- Meydan-e Jigh-e Kuchak Location within Iran
- Country: Iran
- Province: Golestan
- County: Maraveh Tappeh
- District: Golidagh
- Rural District: Shalami

Population (2016)
- • Total: 83
- Time zone: UTC+3:30 (IRST)

= Meydan-e Jigh-e Kuchak =

Village in Golestan province, Iran

Meydan-e Jigh-e Kuchak (ميدان جيغ كوچك) (Note: Also romanized as Meydān-e Jīgh-e Kūchak; also known as Meydān-e Jīq-e Kūchak) is a village in Shalami Rural District of Golidagh District in Maraveh Tappeh County, Golestan province, Iran.

==Demographics==
===Population===
At the time of the 2006 National Census, the village's population was 32 in six households, when it was in Maraveh Tappeh Rural District of the former Maraveh Tappeh District in Kalaleh County.
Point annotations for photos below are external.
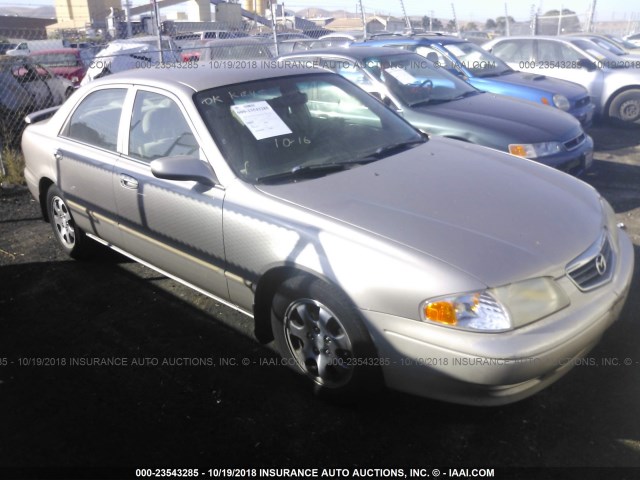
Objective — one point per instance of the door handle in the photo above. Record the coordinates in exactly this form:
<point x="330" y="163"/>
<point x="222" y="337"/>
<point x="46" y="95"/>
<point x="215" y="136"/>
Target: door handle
<point x="128" y="182"/>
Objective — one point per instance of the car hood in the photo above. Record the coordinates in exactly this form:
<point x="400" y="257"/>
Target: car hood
<point x="541" y="82"/>
<point x="495" y="120"/>
<point x="496" y="217"/>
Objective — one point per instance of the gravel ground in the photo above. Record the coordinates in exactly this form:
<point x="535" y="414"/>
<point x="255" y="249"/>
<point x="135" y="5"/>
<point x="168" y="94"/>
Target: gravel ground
<point x="196" y="391"/>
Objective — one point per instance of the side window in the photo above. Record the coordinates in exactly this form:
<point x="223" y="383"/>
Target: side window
<point x="158" y="129"/>
<point x="433" y="56"/>
<point x="95" y="121"/>
<point x="514" y="51"/>
<point x="348" y="70"/>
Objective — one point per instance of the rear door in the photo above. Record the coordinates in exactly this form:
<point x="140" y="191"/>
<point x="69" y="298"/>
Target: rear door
<point x="174" y="225"/>
<point x="85" y="158"/>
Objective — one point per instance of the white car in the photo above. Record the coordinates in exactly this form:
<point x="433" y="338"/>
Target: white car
<point x="21" y="49"/>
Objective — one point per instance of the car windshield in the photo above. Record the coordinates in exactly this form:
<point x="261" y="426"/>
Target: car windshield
<point x="607" y="45"/>
<point x="417" y="81"/>
<point x="215" y="51"/>
<point x="476" y="60"/>
<point x="603" y="56"/>
<point x="57" y="59"/>
<point x="293" y="128"/>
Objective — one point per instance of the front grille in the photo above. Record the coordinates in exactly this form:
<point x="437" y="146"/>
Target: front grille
<point x="595" y="266"/>
<point x="575" y="142"/>
<point x="581" y="102"/>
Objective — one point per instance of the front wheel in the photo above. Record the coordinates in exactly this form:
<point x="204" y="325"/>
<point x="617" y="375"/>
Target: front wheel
<point x="319" y="333"/>
<point x="70" y="237"/>
<point x="626" y="106"/>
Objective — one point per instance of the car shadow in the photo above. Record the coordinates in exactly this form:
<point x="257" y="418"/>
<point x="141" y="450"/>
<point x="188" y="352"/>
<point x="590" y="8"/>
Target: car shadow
<point x="114" y="367"/>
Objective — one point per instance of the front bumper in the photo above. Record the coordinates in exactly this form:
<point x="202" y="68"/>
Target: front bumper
<point x="584" y="114"/>
<point x="494" y="369"/>
<point x="575" y="162"/>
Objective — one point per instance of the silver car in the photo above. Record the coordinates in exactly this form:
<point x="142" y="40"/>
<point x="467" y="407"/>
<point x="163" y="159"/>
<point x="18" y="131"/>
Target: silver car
<point x="613" y="82"/>
<point x="371" y="253"/>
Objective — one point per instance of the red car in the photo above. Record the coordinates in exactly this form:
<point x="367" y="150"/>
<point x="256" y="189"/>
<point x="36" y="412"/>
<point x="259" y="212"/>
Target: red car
<point x="70" y="63"/>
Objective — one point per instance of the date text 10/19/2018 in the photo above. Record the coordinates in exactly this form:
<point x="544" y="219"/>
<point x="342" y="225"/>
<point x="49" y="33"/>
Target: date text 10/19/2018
<point x="317" y="472"/>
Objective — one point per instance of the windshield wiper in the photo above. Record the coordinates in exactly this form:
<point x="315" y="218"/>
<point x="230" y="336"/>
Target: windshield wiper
<point x="304" y="172"/>
<point x="429" y="101"/>
<point x="391" y="149"/>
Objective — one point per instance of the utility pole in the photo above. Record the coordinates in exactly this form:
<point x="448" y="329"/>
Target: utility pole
<point x="533" y="26"/>
<point x="156" y="12"/>
<point x="364" y="21"/>
<point x="507" y="31"/>
<point x="592" y="15"/>
<point x="455" y="19"/>
<point x="560" y="20"/>
<point x="406" y="18"/>
<point x="127" y="11"/>
<point x="273" y="27"/>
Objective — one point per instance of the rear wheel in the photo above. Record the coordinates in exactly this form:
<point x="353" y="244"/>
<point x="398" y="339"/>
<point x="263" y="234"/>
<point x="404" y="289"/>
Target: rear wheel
<point x="70" y="237"/>
<point x="626" y="106"/>
<point x="320" y="334"/>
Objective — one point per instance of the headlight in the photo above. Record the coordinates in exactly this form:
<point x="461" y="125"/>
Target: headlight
<point x="534" y="150"/>
<point x="561" y="102"/>
<point x="498" y="309"/>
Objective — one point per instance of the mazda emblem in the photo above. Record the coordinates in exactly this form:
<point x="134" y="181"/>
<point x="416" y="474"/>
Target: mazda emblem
<point x="601" y="264"/>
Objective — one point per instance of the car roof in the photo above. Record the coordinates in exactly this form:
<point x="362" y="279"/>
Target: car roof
<point x="421" y="39"/>
<point x="55" y="50"/>
<point x="351" y="51"/>
<point x="202" y="77"/>
<point x="237" y="41"/>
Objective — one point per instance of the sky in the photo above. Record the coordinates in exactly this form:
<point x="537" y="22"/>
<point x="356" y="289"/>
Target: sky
<point x="475" y="10"/>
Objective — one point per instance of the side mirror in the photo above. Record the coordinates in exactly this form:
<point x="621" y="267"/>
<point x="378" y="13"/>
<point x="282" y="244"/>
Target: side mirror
<point x="183" y="168"/>
<point x="587" y="64"/>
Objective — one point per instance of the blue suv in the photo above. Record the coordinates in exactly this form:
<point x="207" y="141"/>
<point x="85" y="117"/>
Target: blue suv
<point x="488" y="73"/>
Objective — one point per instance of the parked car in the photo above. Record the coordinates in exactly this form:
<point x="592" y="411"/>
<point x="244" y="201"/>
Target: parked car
<point x="614" y="44"/>
<point x="20" y="49"/>
<point x="369" y="251"/>
<point x="249" y="48"/>
<point x="70" y="63"/>
<point x="610" y="46"/>
<point x="6" y="46"/>
<point x="135" y="53"/>
<point x="614" y="84"/>
<point x="440" y="103"/>
<point x="488" y="73"/>
<point x="182" y="38"/>
<point x="633" y="38"/>
<point x="26" y="86"/>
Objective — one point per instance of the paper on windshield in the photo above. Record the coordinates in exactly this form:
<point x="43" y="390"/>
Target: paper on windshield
<point x="401" y="75"/>
<point x="261" y="120"/>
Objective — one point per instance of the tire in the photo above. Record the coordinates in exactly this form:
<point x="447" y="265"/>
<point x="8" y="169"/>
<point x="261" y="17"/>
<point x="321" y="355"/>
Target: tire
<point x="625" y="106"/>
<point x="320" y="334"/>
<point x="70" y="237"/>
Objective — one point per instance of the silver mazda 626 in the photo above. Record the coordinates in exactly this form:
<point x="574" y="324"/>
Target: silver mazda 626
<point x="371" y="253"/>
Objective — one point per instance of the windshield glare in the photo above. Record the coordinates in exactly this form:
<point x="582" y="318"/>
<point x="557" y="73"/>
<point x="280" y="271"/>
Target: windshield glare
<point x="279" y="125"/>
<point x="415" y="80"/>
<point x="476" y="60"/>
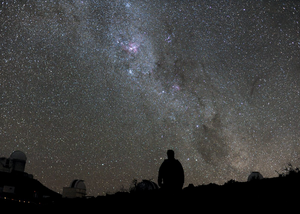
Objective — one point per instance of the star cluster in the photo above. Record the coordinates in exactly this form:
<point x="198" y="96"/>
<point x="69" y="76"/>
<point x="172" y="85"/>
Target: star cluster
<point x="99" y="90"/>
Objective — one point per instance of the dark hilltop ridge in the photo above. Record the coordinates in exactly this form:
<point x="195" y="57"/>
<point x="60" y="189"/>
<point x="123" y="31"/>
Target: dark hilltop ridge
<point x="19" y="190"/>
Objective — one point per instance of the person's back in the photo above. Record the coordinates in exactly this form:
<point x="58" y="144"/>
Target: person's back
<point x="171" y="174"/>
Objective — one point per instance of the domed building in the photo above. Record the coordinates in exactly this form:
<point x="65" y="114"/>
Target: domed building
<point x="77" y="189"/>
<point x="17" y="185"/>
<point x="255" y="176"/>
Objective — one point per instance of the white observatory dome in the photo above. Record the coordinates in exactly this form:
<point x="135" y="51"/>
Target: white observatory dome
<point x="78" y="184"/>
<point x="255" y="176"/>
<point x="18" y="155"/>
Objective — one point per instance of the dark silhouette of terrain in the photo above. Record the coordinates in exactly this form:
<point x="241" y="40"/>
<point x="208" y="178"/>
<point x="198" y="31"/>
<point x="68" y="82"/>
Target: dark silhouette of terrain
<point x="233" y="195"/>
<point x="171" y="174"/>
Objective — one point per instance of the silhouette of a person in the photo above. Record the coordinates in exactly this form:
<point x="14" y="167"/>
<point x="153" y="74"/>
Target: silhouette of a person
<point x="171" y="174"/>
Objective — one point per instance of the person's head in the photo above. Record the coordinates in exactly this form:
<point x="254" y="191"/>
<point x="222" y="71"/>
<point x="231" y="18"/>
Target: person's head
<point x="171" y="154"/>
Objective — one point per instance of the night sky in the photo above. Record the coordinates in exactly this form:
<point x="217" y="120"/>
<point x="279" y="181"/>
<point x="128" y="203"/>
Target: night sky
<point x="99" y="90"/>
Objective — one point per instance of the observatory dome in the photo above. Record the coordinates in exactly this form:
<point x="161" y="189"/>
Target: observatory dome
<point x="18" y="155"/>
<point x="255" y="176"/>
<point x="78" y="184"/>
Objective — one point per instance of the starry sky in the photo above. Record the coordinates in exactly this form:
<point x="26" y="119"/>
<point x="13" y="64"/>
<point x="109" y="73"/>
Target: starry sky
<point x="99" y="90"/>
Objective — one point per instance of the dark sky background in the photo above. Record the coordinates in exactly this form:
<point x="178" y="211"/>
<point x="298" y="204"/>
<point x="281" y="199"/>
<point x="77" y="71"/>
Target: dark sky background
<point x="99" y="90"/>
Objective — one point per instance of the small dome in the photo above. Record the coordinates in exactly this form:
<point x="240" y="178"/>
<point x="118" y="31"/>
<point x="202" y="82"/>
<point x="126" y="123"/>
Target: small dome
<point x="18" y="155"/>
<point x="78" y="184"/>
<point x="255" y="176"/>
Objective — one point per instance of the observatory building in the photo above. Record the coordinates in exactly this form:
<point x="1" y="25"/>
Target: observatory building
<point x="254" y="176"/>
<point x="15" y="163"/>
<point x="19" y="186"/>
<point x="77" y="189"/>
The following census in 2011 counted 26 people in six households, by which time the district had been separated from the county in the establishment of Maraveh Tappeh County. The rural district was transferred to the new Central District, and Meydan-e Jigh-e Kuchak was transferred to Shalami Rural District created in the new Golidagh District. The 2016 census measured the population of the village as 83 people in 21 households.